Half of the doctors reported using placebos several times a month. Nearly 70 percent of those who did so described the treatment to their patients as "a potentially beneficial medicine not typically used for your condition." Only five percent of doctors explicitly called it a placebo treatment.

Jon Tilburt, the study's lead author, said he believed the doctors surveyed were representative of internists and rheumatologists across the U.S. No statistical work was carried out to establish whether the study results would apply to other medical specialists like pediatricians or surgeons.

In the survey, doctors were asked if they would recommend a sugar pill for patients with chronic pain if it had been shown to be more effective than no treatment. Nearly 60 percent of doctors said they would.

Smaller studies done elsewhere, including Britain, Denmark and Sweden have found similar results.
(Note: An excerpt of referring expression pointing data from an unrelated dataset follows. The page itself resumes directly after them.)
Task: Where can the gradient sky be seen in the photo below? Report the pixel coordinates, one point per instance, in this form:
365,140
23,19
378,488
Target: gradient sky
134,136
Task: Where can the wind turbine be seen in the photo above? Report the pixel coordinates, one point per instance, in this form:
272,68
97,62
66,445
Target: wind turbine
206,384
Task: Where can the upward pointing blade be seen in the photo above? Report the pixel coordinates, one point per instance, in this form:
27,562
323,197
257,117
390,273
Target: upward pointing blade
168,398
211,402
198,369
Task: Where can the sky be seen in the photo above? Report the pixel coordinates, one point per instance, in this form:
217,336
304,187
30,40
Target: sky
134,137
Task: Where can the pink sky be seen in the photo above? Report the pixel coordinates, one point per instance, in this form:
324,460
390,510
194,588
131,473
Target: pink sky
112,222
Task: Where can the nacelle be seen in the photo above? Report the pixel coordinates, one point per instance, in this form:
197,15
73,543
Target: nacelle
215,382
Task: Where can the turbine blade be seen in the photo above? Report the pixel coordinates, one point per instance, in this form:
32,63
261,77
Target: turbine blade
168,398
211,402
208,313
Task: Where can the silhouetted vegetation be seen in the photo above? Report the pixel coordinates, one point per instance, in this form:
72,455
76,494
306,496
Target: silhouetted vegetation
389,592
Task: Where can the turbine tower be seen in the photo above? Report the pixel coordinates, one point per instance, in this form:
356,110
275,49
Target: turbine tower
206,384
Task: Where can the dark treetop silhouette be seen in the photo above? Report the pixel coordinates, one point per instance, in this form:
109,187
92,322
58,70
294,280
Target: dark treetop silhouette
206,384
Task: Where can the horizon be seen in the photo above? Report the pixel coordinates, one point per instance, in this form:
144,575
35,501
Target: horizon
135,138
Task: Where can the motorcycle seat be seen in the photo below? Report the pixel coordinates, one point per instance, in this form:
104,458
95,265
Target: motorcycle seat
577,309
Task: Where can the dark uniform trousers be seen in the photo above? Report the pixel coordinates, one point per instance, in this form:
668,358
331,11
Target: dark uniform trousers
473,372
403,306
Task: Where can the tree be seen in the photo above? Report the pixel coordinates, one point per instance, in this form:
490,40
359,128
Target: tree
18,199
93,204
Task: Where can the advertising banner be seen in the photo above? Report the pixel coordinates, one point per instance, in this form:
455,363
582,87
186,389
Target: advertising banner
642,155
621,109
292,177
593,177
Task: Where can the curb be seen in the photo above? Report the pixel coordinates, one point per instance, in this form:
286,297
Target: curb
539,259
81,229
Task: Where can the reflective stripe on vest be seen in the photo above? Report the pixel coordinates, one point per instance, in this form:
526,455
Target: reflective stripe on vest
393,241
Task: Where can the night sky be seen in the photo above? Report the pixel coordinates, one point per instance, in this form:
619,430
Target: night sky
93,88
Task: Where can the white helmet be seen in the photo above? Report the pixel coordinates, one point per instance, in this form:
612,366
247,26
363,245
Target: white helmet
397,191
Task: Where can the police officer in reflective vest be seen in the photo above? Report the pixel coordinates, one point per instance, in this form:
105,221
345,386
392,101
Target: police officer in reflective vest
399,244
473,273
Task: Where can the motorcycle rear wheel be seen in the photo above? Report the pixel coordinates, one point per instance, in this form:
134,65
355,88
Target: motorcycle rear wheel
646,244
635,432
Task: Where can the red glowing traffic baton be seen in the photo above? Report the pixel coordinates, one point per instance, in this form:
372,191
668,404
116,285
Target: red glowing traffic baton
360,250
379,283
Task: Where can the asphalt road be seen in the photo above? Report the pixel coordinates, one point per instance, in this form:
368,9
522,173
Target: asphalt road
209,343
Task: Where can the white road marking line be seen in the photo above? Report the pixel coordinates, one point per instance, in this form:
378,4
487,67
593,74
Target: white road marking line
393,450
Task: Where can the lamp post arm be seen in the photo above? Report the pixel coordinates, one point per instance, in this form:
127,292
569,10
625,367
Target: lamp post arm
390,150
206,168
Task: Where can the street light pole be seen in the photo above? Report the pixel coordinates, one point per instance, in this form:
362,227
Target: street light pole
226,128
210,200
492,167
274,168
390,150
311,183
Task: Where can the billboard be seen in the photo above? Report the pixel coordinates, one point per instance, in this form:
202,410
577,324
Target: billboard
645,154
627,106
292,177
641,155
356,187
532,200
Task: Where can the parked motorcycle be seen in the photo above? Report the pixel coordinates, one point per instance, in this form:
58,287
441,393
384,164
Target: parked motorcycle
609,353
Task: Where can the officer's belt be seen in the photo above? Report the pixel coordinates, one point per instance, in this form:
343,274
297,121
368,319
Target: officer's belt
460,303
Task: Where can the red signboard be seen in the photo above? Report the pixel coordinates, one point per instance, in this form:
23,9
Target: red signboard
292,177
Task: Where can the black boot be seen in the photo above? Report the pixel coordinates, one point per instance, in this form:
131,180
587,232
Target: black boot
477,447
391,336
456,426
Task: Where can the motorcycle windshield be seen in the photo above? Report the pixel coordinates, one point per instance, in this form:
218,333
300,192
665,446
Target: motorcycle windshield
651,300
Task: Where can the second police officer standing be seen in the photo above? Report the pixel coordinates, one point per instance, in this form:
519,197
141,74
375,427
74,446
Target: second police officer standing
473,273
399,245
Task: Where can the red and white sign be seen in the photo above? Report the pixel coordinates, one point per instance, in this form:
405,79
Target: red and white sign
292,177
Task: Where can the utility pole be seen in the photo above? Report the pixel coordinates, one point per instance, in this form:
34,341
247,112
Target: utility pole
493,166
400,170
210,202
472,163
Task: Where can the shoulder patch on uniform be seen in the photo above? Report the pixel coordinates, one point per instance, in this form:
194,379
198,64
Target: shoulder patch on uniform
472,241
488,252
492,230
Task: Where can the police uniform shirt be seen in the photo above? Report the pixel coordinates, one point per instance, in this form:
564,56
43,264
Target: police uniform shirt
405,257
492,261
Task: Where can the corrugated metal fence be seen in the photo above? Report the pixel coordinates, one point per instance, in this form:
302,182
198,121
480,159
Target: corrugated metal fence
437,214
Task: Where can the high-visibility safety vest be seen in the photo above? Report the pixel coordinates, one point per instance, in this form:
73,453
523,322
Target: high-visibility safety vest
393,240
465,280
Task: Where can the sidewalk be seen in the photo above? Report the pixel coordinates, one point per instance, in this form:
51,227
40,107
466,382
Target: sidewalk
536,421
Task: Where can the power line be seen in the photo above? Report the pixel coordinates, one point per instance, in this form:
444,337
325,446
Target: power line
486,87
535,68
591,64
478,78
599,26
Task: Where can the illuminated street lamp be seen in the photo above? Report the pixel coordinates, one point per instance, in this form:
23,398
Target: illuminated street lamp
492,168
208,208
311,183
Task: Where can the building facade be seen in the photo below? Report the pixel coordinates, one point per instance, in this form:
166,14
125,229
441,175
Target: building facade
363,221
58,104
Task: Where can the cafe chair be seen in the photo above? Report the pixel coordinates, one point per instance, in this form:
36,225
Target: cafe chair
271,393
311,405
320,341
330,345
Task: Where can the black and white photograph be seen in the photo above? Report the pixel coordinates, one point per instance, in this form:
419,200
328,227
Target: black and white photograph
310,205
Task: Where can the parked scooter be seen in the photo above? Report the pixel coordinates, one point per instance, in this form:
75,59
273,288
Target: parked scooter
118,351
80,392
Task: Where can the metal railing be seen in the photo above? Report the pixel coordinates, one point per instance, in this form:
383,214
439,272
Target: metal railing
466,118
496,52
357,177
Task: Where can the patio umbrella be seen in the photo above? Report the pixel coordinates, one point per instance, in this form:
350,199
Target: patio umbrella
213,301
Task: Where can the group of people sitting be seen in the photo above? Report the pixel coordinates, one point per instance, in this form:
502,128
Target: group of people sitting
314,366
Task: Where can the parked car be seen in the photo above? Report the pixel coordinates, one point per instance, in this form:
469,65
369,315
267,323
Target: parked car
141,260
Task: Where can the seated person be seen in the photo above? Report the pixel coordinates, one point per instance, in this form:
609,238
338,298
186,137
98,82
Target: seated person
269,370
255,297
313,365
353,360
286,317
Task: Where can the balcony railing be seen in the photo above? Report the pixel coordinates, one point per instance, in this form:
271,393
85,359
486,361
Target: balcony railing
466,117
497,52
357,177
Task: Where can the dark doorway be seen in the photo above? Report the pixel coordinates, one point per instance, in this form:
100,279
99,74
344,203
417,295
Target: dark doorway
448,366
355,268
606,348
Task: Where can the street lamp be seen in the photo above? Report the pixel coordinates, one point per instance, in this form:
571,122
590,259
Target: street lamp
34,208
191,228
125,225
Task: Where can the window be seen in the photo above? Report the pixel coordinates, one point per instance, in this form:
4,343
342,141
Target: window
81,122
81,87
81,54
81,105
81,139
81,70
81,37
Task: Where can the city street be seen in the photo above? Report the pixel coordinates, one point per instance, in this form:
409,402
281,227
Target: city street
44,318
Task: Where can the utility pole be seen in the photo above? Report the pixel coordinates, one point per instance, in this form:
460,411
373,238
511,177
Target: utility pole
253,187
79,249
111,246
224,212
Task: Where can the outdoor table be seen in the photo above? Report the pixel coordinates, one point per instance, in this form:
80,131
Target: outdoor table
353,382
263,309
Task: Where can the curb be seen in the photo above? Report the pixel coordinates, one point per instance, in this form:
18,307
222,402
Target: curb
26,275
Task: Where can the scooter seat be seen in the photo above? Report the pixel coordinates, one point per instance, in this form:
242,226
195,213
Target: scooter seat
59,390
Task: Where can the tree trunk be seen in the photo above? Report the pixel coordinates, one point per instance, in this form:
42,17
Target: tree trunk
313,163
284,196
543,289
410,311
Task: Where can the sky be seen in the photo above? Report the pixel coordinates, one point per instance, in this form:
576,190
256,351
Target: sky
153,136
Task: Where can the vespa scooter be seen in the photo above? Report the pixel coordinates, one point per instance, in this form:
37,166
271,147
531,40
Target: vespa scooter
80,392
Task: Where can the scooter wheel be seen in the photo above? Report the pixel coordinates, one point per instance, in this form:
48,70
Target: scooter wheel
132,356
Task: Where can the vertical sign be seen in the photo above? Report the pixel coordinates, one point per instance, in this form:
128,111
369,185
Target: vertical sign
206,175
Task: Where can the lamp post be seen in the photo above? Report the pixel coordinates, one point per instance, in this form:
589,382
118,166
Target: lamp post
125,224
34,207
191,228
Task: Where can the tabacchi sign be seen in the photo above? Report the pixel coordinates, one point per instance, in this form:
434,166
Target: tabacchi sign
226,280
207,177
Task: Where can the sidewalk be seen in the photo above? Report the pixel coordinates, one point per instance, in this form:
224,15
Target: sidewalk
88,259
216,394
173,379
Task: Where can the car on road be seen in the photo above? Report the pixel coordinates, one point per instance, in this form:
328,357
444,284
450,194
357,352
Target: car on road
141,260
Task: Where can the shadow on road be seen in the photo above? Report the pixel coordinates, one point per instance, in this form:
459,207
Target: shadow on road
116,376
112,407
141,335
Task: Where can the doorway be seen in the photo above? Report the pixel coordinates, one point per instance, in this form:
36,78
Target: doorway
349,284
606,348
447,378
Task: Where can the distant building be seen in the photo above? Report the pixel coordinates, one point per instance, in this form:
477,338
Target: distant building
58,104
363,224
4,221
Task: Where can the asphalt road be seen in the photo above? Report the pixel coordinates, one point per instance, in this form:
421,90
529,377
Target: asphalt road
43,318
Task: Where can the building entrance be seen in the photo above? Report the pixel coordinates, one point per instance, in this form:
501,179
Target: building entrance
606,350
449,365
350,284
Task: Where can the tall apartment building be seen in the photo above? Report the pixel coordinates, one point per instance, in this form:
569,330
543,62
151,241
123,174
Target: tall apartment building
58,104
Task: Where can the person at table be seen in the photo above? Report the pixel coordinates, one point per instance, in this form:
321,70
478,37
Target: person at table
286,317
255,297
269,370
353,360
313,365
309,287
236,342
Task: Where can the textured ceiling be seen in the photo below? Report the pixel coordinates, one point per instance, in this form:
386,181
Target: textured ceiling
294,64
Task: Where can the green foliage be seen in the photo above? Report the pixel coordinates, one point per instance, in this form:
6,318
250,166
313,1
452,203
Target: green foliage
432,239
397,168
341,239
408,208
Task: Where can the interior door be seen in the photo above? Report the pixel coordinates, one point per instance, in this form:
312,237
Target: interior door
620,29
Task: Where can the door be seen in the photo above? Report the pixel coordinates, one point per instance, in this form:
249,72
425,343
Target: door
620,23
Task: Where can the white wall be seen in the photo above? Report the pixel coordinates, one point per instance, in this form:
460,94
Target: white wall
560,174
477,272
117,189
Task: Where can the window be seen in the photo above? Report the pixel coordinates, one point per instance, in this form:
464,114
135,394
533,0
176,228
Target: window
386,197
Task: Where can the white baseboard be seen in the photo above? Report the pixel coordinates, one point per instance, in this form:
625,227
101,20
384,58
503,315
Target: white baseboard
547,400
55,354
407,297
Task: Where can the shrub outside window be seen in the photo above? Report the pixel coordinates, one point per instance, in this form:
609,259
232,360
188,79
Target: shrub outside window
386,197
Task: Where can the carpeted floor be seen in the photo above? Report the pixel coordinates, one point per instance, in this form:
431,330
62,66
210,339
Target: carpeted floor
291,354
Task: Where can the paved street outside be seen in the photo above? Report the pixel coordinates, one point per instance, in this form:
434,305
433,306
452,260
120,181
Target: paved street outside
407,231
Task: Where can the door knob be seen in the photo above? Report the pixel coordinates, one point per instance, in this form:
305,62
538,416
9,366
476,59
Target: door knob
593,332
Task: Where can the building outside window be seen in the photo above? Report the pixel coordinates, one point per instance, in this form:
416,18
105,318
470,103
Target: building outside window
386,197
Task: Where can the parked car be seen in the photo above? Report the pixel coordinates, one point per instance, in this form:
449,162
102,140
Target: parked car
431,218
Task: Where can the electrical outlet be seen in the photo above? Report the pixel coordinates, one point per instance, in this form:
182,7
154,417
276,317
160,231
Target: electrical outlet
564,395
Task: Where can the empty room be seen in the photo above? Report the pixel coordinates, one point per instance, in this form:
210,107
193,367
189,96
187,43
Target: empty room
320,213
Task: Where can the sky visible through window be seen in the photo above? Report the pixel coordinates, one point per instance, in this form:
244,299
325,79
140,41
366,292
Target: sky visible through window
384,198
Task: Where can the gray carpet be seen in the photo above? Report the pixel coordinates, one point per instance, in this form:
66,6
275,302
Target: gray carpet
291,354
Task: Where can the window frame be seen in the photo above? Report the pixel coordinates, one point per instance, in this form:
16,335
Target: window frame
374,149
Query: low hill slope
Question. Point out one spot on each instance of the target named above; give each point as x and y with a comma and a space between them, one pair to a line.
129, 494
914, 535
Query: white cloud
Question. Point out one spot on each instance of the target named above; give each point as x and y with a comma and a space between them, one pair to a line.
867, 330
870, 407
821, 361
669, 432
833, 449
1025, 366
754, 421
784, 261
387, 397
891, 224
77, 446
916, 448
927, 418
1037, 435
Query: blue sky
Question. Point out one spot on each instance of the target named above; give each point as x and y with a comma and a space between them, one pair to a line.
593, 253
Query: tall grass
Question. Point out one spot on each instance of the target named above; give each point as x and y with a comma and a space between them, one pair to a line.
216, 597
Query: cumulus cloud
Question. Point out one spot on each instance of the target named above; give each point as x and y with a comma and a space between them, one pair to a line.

The U.S. research was paid for by the National Center for Complementary and Alternative Medicine and the Department of Bioethics at the National Institutes of Health.

"It's a disturbing finding," said Franklin G. Miller, director of the research ethics program at the National Institutes of Health and one of the paper's authors. "There is an element of deception here which is contrary to the principle of informed consent."

The authors said that most doctors probably reasoned that doing something was better than doing nothing. Other situations where placebos were used included doctors giving vitamins to patients with difficult conditions, such as chronic fatigue syndrome, or giving antibiotics to patients with bronchitis to make them feel better.

Scientists still don't understand how the placebo effect works — whether it is just psychological or whether there is also a physiological reaction to the treatment.

Irving said it might be possible to get the psychological impact without using a fake pill. "If doctors just spent more time with their patients so they felt more reassured, that might help," he said.

Experts also don't know if the placebo effect would be undermined if patients were explicitly told they were getting a dummy pill.

But some patients said the truth was paramount.

"I would feel very cheated if I was given a placebo," said Ruth Schachter, an 86-year-old London resident who has had skin cancer. "I like to have my eyes wide open, even if it's bad news," she said. "If I'm given something without being warned what it is, I certainly would not trust the doctor again."